You are viewing a plain text version of this content. The canonical link for it is here.
Posted to commits@arrow.apache.org by ne...@apache.org on 2021/02/27 09:07:24 UTC

[arrow] branch master updated: ARROW-11778: [Rust] Cast from LargeUtf8 to Numerical and temporal types

This is an automated email from the ASF dual-hosted git repository.

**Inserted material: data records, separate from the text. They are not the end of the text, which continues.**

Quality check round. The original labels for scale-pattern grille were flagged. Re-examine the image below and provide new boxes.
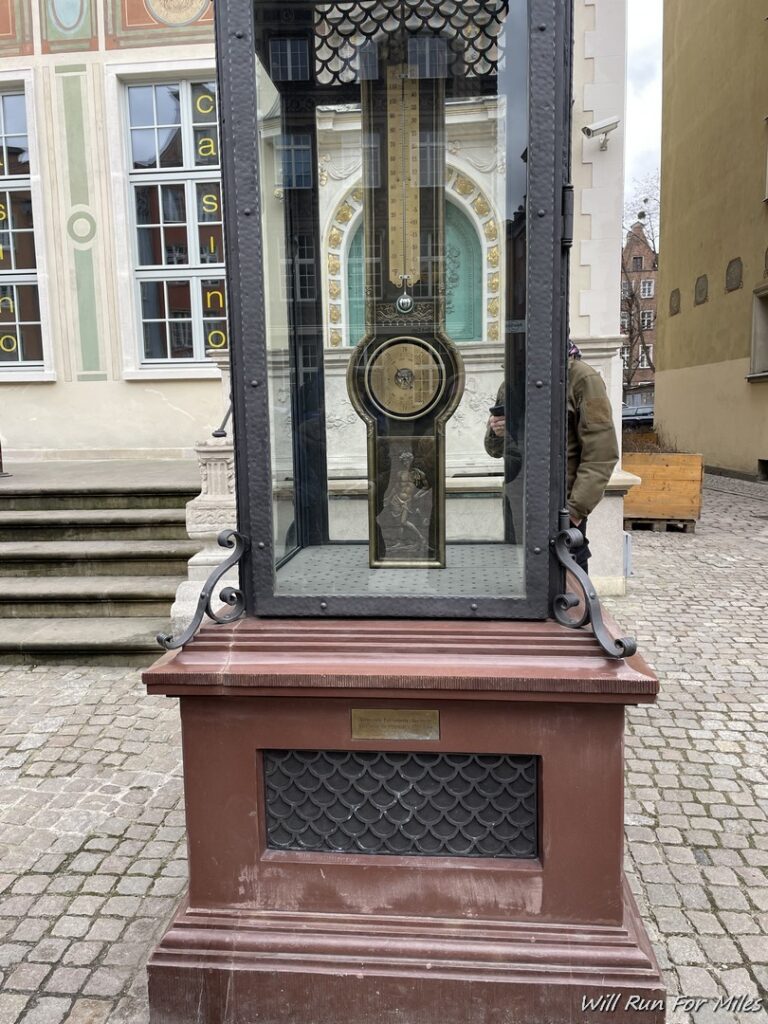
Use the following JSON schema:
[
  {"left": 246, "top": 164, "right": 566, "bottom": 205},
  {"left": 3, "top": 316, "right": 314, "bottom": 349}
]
[
  {"left": 314, "top": 0, "right": 509, "bottom": 85},
  {"left": 264, "top": 751, "right": 538, "bottom": 858}
]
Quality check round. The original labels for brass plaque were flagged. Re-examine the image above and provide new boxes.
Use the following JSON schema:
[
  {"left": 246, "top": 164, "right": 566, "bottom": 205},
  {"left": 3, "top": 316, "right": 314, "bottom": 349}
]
[{"left": 352, "top": 708, "right": 440, "bottom": 739}]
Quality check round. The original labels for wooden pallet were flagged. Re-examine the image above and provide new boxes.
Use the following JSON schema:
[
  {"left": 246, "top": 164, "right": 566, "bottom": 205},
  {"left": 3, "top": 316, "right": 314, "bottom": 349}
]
[{"left": 624, "top": 517, "right": 696, "bottom": 534}]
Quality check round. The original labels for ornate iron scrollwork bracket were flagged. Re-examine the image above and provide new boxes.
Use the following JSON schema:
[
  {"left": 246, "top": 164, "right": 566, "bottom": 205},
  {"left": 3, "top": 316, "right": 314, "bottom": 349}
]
[
  {"left": 550, "top": 512, "right": 637, "bottom": 657},
  {"left": 158, "top": 529, "right": 248, "bottom": 650}
]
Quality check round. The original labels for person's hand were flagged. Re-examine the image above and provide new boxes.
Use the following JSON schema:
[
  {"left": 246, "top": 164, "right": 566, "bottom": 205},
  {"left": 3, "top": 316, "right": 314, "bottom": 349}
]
[{"left": 488, "top": 416, "right": 507, "bottom": 437}]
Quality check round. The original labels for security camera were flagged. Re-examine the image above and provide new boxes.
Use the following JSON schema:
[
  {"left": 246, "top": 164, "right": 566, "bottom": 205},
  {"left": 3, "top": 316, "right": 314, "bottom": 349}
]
[{"left": 582, "top": 118, "right": 622, "bottom": 150}]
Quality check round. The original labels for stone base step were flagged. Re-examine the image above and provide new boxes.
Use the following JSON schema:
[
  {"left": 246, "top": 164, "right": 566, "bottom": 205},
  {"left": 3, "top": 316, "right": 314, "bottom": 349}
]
[
  {"left": 0, "top": 481, "right": 200, "bottom": 512},
  {"left": 0, "top": 575, "right": 181, "bottom": 618},
  {"left": 0, "top": 541, "right": 200, "bottom": 577},
  {"left": 0, "top": 508, "right": 187, "bottom": 543},
  {"left": 0, "top": 616, "right": 169, "bottom": 665}
]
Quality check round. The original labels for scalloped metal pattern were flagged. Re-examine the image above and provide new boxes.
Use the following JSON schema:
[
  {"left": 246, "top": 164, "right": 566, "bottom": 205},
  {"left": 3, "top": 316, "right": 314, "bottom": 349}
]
[
  {"left": 264, "top": 751, "right": 538, "bottom": 859},
  {"left": 314, "top": 0, "right": 509, "bottom": 85}
]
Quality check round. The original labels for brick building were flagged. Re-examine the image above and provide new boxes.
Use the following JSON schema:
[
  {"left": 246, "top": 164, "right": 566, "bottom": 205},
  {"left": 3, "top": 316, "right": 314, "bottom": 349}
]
[{"left": 621, "top": 220, "right": 658, "bottom": 423}]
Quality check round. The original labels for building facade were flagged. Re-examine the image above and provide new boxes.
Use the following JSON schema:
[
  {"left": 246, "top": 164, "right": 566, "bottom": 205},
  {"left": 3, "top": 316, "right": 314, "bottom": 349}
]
[
  {"left": 0, "top": 0, "right": 626, "bottom": 579},
  {"left": 621, "top": 220, "right": 658, "bottom": 426},
  {"left": 655, "top": 0, "right": 768, "bottom": 478}
]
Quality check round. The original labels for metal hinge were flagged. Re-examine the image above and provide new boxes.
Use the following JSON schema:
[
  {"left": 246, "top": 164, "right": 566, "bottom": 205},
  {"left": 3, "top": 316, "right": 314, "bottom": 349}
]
[
  {"left": 562, "top": 184, "right": 573, "bottom": 249},
  {"left": 550, "top": 509, "right": 637, "bottom": 658}
]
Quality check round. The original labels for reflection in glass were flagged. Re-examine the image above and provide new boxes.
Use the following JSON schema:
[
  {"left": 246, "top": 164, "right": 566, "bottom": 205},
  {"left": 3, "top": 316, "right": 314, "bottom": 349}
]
[{"left": 252, "top": 0, "right": 527, "bottom": 597}]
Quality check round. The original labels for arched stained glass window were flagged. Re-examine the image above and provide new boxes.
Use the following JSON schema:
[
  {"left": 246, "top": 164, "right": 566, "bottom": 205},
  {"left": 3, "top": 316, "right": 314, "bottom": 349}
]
[{"left": 347, "top": 203, "right": 482, "bottom": 345}]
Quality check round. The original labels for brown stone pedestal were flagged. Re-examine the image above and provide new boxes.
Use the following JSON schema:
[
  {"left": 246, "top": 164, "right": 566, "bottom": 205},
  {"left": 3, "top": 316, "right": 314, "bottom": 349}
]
[{"left": 144, "top": 618, "right": 665, "bottom": 1024}]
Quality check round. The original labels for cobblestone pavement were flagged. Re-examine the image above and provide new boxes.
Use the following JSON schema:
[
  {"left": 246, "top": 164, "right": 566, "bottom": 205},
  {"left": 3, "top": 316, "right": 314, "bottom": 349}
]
[{"left": 0, "top": 478, "right": 768, "bottom": 1024}]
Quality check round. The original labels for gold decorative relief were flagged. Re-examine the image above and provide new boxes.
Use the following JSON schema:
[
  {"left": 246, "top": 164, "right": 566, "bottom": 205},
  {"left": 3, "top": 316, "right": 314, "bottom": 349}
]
[
  {"left": 482, "top": 220, "right": 499, "bottom": 242},
  {"left": 454, "top": 174, "right": 477, "bottom": 196},
  {"left": 336, "top": 203, "right": 354, "bottom": 224}
]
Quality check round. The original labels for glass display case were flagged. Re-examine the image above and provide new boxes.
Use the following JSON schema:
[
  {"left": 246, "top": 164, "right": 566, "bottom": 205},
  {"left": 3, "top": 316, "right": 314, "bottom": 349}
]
[{"left": 221, "top": 0, "right": 567, "bottom": 618}]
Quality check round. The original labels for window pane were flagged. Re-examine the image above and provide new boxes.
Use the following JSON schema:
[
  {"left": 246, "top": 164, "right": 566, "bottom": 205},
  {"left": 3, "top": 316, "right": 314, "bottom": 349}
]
[
  {"left": 16, "top": 285, "right": 40, "bottom": 322},
  {"left": 0, "top": 329, "right": 19, "bottom": 362},
  {"left": 131, "top": 128, "right": 158, "bottom": 170},
  {"left": 9, "top": 191, "right": 33, "bottom": 231},
  {"left": 20, "top": 324, "right": 43, "bottom": 362},
  {"left": 163, "top": 185, "right": 186, "bottom": 224},
  {"left": 141, "top": 281, "right": 165, "bottom": 319},
  {"left": 163, "top": 227, "right": 189, "bottom": 266},
  {"left": 195, "top": 125, "right": 219, "bottom": 167},
  {"left": 155, "top": 84, "right": 181, "bottom": 125},
  {"left": 13, "top": 231, "right": 37, "bottom": 270},
  {"left": 138, "top": 227, "right": 163, "bottom": 266},
  {"left": 135, "top": 185, "right": 160, "bottom": 224},
  {"left": 3, "top": 93, "right": 27, "bottom": 135},
  {"left": 158, "top": 128, "right": 183, "bottom": 167},
  {"left": 128, "top": 85, "right": 155, "bottom": 128},
  {"left": 199, "top": 224, "right": 224, "bottom": 263},
  {"left": 193, "top": 82, "right": 216, "bottom": 124},
  {"left": 144, "top": 321, "right": 168, "bottom": 359},
  {"left": 198, "top": 181, "right": 221, "bottom": 223}
]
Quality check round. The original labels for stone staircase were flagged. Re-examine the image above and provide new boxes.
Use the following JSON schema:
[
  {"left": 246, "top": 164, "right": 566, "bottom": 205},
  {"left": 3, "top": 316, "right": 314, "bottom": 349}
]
[{"left": 0, "top": 471, "right": 199, "bottom": 665}]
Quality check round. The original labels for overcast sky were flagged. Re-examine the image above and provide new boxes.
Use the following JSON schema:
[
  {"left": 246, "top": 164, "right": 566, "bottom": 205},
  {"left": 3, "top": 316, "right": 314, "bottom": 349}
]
[{"left": 625, "top": 0, "right": 664, "bottom": 193}]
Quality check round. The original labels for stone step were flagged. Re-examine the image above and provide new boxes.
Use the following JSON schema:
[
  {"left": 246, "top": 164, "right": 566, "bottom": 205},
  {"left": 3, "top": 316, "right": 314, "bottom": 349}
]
[
  {"left": 0, "top": 616, "right": 169, "bottom": 666},
  {"left": 0, "top": 508, "right": 186, "bottom": 542},
  {"left": 0, "top": 541, "right": 200, "bottom": 577},
  {"left": 0, "top": 575, "right": 181, "bottom": 618},
  {"left": 0, "top": 480, "right": 200, "bottom": 512}
]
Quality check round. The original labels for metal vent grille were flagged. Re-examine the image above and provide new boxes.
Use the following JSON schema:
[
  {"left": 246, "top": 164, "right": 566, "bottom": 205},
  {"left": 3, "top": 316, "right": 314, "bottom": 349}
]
[
  {"left": 264, "top": 751, "right": 538, "bottom": 858},
  {"left": 314, "top": 0, "right": 509, "bottom": 85}
]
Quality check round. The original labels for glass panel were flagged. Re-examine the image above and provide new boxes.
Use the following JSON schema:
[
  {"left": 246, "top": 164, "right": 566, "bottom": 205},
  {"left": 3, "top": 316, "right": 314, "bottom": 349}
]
[
  {"left": 191, "top": 82, "right": 216, "bottom": 124},
  {"left": 5, "top": 135, "right": 30, "bottom": 174},
  {"left": 256, "top": 0, "right": 528, "bottom": 599},
  {"left": 128, "top": 85, "right": 155, "bottom": 128},
  {"left": 195, "top": 125, "right": 219, "bottom": 167},
  {"left": 3, "top": 93, "right": 27, "bottom": 135},
  {"left": 20, "top": 324, "right": 43, "bottom": 362},
  {"left": 131, "top": 128, "right": 158, "bottom": 170},
  {"left": 158, "top": 128, "right": 184, "bottom": 167},
  {"left": 0, "top": 328, "right": 20, "bottom": 362}
]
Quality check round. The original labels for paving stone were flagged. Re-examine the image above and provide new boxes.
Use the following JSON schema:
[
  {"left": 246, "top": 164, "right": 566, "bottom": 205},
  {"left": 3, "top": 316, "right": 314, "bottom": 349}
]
[{"left": 5, "top": 964, "right": 50, "bottom": 992}]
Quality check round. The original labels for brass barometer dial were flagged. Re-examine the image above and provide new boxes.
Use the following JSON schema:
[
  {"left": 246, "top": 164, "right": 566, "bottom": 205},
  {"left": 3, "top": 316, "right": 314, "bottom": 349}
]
[
  {"left": 366, "top": 338, "right": 445, "bottom": 420},
  {"left": 347, "top": 33, "right": 464, "bottom": 568}
]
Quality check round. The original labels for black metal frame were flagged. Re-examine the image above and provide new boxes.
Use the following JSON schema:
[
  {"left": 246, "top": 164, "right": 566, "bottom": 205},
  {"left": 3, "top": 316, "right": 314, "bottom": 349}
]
[{"left": 215, "top": 0, "right": 571, "bottom": 618}]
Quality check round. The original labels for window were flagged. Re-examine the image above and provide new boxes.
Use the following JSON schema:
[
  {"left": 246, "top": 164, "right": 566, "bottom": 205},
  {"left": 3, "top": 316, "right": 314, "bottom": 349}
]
[
  {"left": 269, "top": 39, "right": 309, "bottom": 82},
  {"left": 128, "top": 82, "right": 227, "bottom": 364},
  {"left": 750, "top": 285, "right": 768, "bottom": 374},
  {"left": 0, "top": 92, "right": 43, "bottom": 370},
  {"left": 274, "top": 132, "right": 312, "bottom": 188},
  {"left": 637, "top": 345, "right": 653, "bottom": 370}
]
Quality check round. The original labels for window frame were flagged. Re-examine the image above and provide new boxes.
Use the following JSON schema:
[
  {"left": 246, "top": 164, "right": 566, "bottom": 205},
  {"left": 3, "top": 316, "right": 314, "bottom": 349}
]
[
  {"left": 104, "top": 64, "right": 228, "bottom": 381},
  {"left": 0, "top": 70, "right": 56, "bottom": 384}
]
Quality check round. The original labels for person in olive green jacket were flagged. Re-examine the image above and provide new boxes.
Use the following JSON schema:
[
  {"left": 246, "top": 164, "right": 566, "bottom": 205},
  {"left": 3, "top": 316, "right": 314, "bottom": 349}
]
[{"left": 485, "top": 344, "right": 618, "bottom": 570}]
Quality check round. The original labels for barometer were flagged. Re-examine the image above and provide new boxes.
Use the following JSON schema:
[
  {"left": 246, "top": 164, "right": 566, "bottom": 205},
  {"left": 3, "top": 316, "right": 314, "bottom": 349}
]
[{"left": 347, "top": 33, "right": 464, "bottom": 568}]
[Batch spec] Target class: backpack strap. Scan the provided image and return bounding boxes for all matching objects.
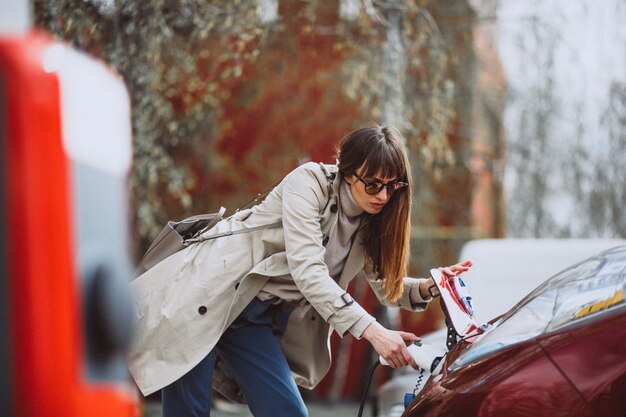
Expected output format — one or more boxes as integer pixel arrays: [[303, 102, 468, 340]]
[[320, 162, 339, 213]]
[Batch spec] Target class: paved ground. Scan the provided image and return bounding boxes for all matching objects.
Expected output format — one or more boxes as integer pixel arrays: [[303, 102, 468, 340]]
[[144, 401, 360, 417]]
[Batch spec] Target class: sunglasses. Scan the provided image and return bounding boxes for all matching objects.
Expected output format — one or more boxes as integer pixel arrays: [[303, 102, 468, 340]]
[[354, 172, 409, 195]]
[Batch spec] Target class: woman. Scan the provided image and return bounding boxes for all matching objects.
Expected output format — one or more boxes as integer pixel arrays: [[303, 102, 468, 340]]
[[129, 125, 471, 417]]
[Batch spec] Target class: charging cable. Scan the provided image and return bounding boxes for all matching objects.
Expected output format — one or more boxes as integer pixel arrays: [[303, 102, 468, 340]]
[[358, 361, 380, 417]]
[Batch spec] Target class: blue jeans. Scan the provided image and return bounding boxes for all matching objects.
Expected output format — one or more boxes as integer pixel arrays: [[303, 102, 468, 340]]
[[161, 298, 308, 417]]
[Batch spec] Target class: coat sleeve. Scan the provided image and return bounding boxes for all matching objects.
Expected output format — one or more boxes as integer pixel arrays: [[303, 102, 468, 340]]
[[282, 164, 375, 337]]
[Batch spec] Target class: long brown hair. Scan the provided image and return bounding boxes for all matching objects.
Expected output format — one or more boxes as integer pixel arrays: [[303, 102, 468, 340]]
[[337, 125, 412, 301]]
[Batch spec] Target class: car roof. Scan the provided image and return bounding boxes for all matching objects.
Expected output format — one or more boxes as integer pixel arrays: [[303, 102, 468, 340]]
[[460, 238, 626, 323]]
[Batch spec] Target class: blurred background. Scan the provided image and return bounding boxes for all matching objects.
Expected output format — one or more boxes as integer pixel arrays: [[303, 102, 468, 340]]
[[2, 0, 626, 412]]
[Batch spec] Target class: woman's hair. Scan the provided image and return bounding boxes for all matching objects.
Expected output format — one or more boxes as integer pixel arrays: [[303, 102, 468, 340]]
[[337, 125, 412, 301]]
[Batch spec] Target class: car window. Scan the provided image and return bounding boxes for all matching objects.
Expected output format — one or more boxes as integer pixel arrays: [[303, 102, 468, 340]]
[[450, 247, 626, 369]]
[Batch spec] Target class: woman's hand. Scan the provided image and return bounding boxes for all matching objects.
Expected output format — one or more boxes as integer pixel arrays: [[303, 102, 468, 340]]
[[438, 260, 473, 278], [419, 260, 473, 300], [363, 321, 420, 369]]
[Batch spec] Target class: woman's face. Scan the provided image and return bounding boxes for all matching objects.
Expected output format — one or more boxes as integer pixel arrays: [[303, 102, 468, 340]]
[[346, 172, 396, 214]]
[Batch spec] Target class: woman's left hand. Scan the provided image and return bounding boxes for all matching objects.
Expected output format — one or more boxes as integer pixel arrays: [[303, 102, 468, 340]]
[[420, 260, 473, 300], [431, 260, 473, 279]]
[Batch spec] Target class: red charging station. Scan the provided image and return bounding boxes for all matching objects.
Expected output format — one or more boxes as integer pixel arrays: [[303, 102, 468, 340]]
[[0, 27, 139, 417]]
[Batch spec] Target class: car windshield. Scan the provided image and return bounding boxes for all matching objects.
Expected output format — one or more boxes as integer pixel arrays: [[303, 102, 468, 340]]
[[450, 247, 626, 369]]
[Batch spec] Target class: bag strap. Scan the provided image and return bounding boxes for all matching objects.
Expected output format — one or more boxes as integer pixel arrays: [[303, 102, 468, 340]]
[[183, 221, 283, 246], [235, 180, 282, 213], [183, 163, 337, 246]]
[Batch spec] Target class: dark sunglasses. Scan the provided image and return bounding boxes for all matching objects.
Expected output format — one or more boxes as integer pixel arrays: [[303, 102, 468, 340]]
[[354, 172, 409, 195]]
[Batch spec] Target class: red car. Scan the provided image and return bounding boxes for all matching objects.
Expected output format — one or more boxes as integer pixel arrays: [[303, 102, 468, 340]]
[[402, 246, 626, 417]]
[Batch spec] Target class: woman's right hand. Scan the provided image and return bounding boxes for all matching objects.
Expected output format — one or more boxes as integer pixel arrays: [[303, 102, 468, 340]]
[[363, 321, 420, 369]]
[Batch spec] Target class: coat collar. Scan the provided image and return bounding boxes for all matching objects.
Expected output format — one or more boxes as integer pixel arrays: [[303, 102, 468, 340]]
[[320, 163, 365, 288]]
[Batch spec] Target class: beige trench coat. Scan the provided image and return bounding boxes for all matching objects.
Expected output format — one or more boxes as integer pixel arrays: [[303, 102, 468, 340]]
[[128, 162, 426, 402]]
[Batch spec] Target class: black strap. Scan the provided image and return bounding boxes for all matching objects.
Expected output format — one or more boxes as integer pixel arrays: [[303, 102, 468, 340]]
[[183, 221, 283, 246], [235, 180, 282, 213]]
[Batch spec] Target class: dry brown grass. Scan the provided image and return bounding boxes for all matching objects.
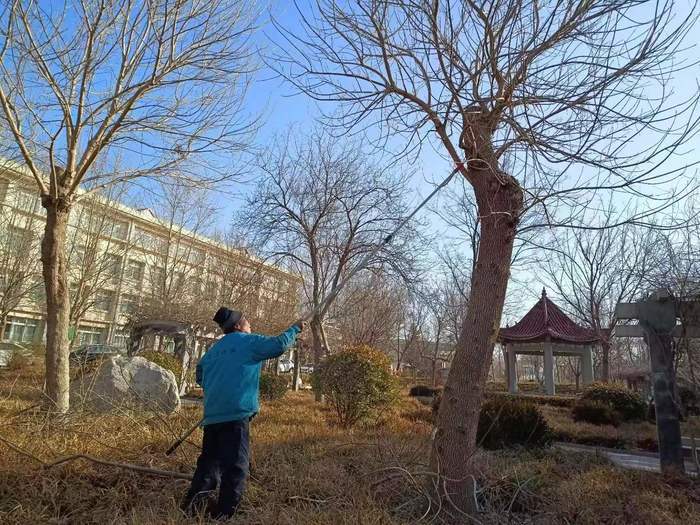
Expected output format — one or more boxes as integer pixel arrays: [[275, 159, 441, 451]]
[[0, 362, 700, 525]]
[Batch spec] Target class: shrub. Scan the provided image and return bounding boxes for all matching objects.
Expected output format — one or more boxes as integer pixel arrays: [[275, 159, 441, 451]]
[[571, 399, 619, 427], [477, 398, 551, 450], [408, 385, 440, 397], [138, 350, 182, 384], [260, 372, 287, 401], [433, 391, 578, 414], [312, 346, 398, 427], [581, 383, 646, 421]]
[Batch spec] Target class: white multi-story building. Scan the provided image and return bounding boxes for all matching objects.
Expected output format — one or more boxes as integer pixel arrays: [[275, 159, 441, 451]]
[[0, 163, 300, 352]]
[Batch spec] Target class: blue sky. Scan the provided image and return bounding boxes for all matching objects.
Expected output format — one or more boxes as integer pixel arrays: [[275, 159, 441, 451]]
[[213, 0, 700, 320]]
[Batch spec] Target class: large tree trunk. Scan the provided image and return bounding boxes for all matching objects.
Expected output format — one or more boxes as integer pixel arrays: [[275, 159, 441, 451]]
[[431, 170, 523, 513], [310, 315, 323, 402], [41, 197, 70, 412], [600, 337, 610, 383], [292, 341, 301, 392]]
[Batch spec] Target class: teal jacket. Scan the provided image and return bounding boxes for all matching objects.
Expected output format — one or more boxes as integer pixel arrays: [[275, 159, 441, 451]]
[[196, 325, 299, 425]]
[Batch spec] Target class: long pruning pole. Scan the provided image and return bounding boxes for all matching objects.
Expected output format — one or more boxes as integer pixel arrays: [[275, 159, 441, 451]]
[[165, 164, 462, 456]]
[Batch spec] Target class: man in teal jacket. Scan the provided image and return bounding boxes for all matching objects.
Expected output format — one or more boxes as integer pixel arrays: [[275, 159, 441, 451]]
[[182, 307, 303, 518]]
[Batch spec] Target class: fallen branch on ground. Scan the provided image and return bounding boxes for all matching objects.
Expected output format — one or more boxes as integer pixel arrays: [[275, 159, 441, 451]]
[[44, 454, 192, 481]]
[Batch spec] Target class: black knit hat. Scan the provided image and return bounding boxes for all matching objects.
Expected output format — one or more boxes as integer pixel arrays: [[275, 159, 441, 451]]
[[214, 306, 243, 333]]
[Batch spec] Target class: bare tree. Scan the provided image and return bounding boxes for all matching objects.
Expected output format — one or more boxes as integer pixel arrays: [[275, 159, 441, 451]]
[[275, 0, 696, 508], [329, 273, 408, 353], [237, 130, 413, 398], [538, 215, 656, 381], [0, 184, 41, 341], [133, 185, 216, 329], [0, 0, 256, 411]]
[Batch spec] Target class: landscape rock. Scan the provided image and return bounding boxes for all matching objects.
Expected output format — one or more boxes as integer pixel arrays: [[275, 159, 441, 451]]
[[71, 356, 180, 414]]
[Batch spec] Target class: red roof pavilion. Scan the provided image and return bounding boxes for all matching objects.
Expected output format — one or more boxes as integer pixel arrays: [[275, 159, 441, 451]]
[[498, 289, 600, 345]]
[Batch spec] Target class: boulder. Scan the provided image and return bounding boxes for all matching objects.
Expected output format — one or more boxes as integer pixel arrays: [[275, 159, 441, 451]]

nevime pushed a commit to branch master
in repository https://gitbox.apache.org/repos/asf/arrow.git


The following commit(s) were added to refs/heads/master by this push:
     new 0f64726  ARROW-11778: [Rust] Cast from LargeUtf8 to Numerical and temporal types
0f64726 is described below

commit 0f647261058892289b1722e5883f8610cc5dd3d9
Author: Ritchie Vink <ri...@gmail.com>
AuthorDate: Sat Feb 27 11:05:46 2021 +0200

    ARROW-11778: [Rust] Cast from LargeUtf8 to Numerical and temporal types
    
    Sorry that the PR's are not more clustered, but they occur to me in the wild.
    
    This PR allows casting from LargeUtf8 to numerical and temporal types. It also modifies the already existing string to temporal casts such that it uses the new faster `from_trusted_length` iterator API.
    
    Closes #9571 from ritchie46/large_utf8_to_numerical
    
    Lead-authored-by: Ritchie Vink <ri...@gmail.com>
    Co-authored-by: Neville Dipale <ne...@gmail.com>
    Signed-off-by: Neville Dipale <ne...@gmail.com>
---
 rust/arrow/src/compute/kernels/cast.rs | 227 ++++++++++++++++++++++-----------
 1 file changed, 153 insertions(+), 74 deletions(-)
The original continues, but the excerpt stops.